Competitive Stagnation
To be profitable, an application must provide its users value. In a competitive marketplace, the bar for value is constantly rising. If a business does not improve an application’s value proposition over time, users will look elsewhere, and loss can result.
Shrinking Digital Trust
For applications that require user interaction, profitability is driven by “application use” which, in turn, is driven by “digital trust.” Users will not use an application if it offers a level of performance and reliability that leads to frustration, or an inadequate level of security that leads to mistrust. In many ways, digital trust is the digital equivalent to customer service.
Realized Risk
Applications face business risk that, if realized, can reduce profitability. For example, an unexpected security incident can lead to business loss. Unlike the other reducers which degrade profitability over time, realized risk often results in a burst of business loss followed by slow recovery due to a loss in digital trust.
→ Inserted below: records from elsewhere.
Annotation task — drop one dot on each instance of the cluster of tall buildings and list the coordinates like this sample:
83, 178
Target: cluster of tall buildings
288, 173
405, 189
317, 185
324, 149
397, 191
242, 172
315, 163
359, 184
To counter reducers, a product owner should invest in profitability enhancers. Defining threats and safeguards in terms of risk gives us a chance to discuss their impact alongside other enhancers. In the case of ACME Healthcare, we know there is high likelihood over the next 3 years that a SQL injection attack will be realized, and that the resulting magnitude of business loss will significantly and adversely impact profitability.
As with all enhancers, there will be an implementation cost. The challenge for the product owner is to invest in the enhancers that provide the greatest profitability impact, given their cost.
Conclusion
Application security comes down to managing risk relative to assets affiliated with an application. Expressing threats as risk make it possible for a product owner to reason about their impact on profitability, alongside other enhancers, and then make the best decision for the business to maximize profitability.